San Marcos management analyst Sean Harris said the July date was picked because research by city staff members found businesses would need about six months to exhaust their supplies of products that will be banned and to find alternative products either from a new supplier or their current one.
Beginning July 2023, the prohibition would include the sale, distribution and use of plastic, disposable food service ware such as plates, cups, bowls, wrappers or anything used to carry or hold food.
The third phase would begin January 2024 and would prohibit materials made with expanded polystyrene, often referred to as EPS or the brand name Styrofoam.
Harris said this phase would create the most financial strain on businesses because Styrofoam products are inexpensive. Setting the ban more than two years away will give businesses time to shift away from the products, and the city will help with the transition, Harris said.
Enforcement of the ordinance would begin with a fine of up to $100 for the first violation, a fine up to $200 for a second violation and a fine up to $500 for each addition violation.
Several speakers, including representatives of the Surfrider Foundation and the Sierra Club, spoke in favor of the ordinance at the meeting. No one spoke against it, and San Marcos Chamber of Commerce President and CEO Rick Rungaitis said the chamber had no position but would work in an educational role to help businesses.
City Councilman Randy Walton said he had received about 100 emails in support of the ordinance and recalled helping in a beach clean-up about a month ago.

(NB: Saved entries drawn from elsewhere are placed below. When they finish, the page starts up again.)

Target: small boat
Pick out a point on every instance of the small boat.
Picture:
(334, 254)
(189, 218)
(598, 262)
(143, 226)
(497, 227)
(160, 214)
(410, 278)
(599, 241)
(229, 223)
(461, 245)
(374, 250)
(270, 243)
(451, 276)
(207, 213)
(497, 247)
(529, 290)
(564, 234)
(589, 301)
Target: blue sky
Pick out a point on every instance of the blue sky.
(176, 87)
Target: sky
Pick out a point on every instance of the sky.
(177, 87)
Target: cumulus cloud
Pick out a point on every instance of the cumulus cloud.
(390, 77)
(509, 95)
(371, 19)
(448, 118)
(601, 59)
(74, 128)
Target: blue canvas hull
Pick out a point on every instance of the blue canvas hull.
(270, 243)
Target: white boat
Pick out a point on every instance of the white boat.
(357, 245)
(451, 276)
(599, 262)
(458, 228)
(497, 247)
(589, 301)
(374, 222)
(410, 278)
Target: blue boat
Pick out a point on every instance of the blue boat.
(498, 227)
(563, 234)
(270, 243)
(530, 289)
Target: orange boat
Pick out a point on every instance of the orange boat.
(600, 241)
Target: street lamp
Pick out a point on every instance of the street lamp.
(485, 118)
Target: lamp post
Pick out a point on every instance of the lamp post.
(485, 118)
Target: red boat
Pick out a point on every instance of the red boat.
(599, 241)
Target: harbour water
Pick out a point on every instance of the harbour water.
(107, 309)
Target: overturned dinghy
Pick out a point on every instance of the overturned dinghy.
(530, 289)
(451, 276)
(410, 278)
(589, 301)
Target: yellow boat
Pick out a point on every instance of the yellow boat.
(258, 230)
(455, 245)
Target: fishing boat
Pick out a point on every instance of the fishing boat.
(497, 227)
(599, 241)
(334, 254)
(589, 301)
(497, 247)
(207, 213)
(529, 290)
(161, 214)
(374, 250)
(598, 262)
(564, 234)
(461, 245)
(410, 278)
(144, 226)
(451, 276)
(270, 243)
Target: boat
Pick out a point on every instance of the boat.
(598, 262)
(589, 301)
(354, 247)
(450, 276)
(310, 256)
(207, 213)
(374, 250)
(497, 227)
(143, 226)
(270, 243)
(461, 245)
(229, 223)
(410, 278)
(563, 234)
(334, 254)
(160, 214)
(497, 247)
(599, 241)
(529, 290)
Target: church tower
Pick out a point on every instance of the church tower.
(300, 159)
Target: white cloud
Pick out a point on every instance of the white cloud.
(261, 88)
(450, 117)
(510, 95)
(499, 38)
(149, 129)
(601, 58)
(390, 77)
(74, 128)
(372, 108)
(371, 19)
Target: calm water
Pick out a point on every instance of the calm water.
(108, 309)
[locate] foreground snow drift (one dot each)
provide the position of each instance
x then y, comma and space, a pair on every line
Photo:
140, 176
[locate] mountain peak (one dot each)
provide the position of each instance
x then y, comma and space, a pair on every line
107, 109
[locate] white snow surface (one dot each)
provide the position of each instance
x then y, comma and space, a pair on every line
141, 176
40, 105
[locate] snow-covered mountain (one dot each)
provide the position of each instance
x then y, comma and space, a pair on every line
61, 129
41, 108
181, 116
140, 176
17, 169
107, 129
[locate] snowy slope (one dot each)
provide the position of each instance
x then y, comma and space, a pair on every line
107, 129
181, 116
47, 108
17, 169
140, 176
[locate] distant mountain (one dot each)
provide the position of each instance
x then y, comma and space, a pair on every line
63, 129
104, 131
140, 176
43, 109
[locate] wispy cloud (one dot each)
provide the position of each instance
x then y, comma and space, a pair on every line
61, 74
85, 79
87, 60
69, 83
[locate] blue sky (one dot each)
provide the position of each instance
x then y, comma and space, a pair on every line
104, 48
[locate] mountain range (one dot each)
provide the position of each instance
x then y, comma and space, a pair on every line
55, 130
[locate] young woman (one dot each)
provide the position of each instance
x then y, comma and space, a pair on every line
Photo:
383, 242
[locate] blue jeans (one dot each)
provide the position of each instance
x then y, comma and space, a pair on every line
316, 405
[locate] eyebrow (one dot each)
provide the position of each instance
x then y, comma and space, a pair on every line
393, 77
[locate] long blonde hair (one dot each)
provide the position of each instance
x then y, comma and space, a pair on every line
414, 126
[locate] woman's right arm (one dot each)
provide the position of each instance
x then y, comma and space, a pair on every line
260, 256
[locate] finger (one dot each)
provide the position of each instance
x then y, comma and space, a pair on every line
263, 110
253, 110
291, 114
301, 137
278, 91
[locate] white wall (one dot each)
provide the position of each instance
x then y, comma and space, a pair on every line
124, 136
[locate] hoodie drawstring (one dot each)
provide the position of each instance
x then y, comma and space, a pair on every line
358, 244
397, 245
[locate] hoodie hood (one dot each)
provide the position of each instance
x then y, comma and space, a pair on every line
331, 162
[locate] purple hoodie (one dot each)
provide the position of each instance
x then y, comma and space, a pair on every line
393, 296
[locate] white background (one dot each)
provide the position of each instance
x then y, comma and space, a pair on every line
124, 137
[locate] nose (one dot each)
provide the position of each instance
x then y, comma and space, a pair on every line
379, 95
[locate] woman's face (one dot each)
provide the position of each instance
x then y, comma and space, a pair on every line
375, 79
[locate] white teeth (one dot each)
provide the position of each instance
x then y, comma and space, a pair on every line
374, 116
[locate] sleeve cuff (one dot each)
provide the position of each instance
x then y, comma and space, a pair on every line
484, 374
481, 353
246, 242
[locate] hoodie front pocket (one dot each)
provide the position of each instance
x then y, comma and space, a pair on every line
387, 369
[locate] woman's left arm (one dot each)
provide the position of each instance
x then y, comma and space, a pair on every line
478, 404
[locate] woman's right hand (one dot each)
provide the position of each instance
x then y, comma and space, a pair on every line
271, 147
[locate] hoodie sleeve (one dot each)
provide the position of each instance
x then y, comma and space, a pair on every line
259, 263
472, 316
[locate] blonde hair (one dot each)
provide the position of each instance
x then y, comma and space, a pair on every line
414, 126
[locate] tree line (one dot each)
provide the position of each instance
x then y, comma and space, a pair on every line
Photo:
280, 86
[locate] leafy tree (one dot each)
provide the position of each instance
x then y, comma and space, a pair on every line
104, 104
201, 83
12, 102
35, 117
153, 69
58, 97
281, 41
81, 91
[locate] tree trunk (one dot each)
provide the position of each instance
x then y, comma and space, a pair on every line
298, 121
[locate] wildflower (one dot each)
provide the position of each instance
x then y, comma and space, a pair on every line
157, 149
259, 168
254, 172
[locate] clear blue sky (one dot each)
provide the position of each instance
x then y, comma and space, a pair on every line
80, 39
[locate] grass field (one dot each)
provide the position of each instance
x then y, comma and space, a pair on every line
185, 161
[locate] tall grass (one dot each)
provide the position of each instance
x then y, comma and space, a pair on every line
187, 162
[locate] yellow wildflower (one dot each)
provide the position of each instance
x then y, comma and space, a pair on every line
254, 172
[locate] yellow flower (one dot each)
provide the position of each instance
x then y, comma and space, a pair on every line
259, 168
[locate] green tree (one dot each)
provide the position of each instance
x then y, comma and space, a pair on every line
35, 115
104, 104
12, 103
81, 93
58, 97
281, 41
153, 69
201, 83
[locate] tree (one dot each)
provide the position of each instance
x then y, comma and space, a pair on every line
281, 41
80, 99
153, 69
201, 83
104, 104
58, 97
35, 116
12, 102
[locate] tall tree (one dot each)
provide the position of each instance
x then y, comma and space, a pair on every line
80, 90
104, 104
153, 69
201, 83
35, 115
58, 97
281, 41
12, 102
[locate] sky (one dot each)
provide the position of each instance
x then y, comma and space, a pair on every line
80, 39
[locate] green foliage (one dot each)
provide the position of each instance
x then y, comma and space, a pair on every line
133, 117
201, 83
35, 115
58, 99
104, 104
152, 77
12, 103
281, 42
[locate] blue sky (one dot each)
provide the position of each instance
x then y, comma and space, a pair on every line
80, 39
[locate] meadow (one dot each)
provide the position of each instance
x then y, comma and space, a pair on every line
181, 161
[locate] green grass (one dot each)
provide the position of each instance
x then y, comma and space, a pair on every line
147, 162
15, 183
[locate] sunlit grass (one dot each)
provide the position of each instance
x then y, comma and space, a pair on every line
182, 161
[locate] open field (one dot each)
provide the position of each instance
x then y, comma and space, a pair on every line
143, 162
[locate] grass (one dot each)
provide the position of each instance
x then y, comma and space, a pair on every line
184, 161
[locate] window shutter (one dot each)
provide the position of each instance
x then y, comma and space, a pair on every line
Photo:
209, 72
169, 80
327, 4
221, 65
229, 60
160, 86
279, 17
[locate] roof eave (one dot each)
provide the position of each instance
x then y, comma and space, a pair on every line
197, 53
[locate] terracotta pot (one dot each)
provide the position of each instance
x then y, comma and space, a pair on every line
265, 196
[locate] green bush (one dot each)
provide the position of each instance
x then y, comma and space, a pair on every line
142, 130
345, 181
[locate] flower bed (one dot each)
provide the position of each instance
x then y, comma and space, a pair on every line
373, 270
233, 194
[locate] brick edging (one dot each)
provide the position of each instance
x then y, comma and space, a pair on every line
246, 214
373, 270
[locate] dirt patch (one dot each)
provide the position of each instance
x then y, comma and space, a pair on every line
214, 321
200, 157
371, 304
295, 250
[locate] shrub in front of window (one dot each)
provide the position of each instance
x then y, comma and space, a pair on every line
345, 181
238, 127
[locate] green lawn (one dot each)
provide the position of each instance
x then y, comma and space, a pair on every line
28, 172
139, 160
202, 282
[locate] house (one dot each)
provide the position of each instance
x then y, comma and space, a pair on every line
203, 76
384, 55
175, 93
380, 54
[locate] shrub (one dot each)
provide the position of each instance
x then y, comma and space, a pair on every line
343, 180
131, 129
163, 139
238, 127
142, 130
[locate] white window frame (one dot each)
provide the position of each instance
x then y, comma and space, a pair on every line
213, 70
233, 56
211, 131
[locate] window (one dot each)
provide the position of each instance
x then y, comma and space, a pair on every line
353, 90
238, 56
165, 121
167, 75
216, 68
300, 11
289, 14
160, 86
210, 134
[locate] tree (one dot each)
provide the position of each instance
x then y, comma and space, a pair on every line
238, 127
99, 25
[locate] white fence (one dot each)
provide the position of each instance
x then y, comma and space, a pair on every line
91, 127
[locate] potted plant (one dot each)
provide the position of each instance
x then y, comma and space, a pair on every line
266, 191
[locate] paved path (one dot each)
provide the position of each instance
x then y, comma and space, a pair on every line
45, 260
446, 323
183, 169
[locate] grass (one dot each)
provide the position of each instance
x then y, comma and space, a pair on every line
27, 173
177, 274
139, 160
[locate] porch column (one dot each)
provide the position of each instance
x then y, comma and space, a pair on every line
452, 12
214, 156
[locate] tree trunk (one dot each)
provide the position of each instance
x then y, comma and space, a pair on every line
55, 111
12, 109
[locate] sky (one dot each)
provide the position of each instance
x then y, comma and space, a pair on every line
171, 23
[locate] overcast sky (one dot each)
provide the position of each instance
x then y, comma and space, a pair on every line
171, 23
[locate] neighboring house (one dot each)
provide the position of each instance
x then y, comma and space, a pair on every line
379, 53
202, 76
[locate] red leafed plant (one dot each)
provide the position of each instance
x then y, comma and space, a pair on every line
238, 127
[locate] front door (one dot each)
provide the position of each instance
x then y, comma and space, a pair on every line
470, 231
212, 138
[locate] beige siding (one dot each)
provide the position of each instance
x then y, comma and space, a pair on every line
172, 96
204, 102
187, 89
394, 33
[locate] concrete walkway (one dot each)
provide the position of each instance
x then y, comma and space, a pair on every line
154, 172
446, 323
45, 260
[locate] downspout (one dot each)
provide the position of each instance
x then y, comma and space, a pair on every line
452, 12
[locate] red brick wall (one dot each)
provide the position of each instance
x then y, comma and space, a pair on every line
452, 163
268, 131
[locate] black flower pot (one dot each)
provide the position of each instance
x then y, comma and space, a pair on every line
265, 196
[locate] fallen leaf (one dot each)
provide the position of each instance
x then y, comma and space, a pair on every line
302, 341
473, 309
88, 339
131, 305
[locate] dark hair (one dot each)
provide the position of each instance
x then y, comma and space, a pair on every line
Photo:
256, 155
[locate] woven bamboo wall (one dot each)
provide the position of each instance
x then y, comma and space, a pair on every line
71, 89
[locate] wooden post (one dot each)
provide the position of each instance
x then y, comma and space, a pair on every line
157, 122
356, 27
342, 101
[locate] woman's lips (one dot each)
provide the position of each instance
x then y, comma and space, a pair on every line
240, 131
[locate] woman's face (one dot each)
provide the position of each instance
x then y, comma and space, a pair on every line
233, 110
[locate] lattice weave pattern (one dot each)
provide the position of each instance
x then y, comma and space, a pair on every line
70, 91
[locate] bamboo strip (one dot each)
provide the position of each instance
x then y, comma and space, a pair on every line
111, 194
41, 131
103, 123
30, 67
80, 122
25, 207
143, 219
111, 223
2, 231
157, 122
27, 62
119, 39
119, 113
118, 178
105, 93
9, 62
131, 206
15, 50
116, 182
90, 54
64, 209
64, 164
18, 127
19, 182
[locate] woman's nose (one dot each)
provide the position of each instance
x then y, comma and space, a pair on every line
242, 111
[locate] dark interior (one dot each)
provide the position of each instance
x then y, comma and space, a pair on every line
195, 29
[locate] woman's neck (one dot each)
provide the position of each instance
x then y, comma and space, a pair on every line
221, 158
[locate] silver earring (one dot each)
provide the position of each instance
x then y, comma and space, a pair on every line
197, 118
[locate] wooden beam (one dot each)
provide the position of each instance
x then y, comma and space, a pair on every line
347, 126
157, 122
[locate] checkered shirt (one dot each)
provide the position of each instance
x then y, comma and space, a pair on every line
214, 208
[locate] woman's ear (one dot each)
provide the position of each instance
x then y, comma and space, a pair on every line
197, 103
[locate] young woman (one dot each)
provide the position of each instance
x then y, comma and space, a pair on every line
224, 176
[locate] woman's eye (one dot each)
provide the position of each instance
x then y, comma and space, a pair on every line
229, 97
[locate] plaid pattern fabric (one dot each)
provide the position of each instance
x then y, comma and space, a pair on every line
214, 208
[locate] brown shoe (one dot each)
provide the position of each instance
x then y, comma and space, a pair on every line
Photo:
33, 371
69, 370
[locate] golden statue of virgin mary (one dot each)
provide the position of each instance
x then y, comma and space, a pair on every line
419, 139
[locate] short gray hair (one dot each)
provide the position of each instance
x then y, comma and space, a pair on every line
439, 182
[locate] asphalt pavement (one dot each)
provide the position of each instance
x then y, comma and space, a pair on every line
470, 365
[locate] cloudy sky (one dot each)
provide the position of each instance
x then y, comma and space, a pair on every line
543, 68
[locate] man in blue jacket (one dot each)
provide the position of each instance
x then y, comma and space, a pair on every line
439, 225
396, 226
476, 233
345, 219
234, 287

“What we were left with was a gigantic pile of single-use throw-away plastic that probably was the size of that podium,” he said. “But for our efforts, all of that plastic would have ended up in our drains, on our trails, on our beaches and in our ocean.”
Walton said they did not find many plastic bags, which he credited to changes in policies and behavior that had reduced the use of the items, which he found encouraging as the city adopts the new ban.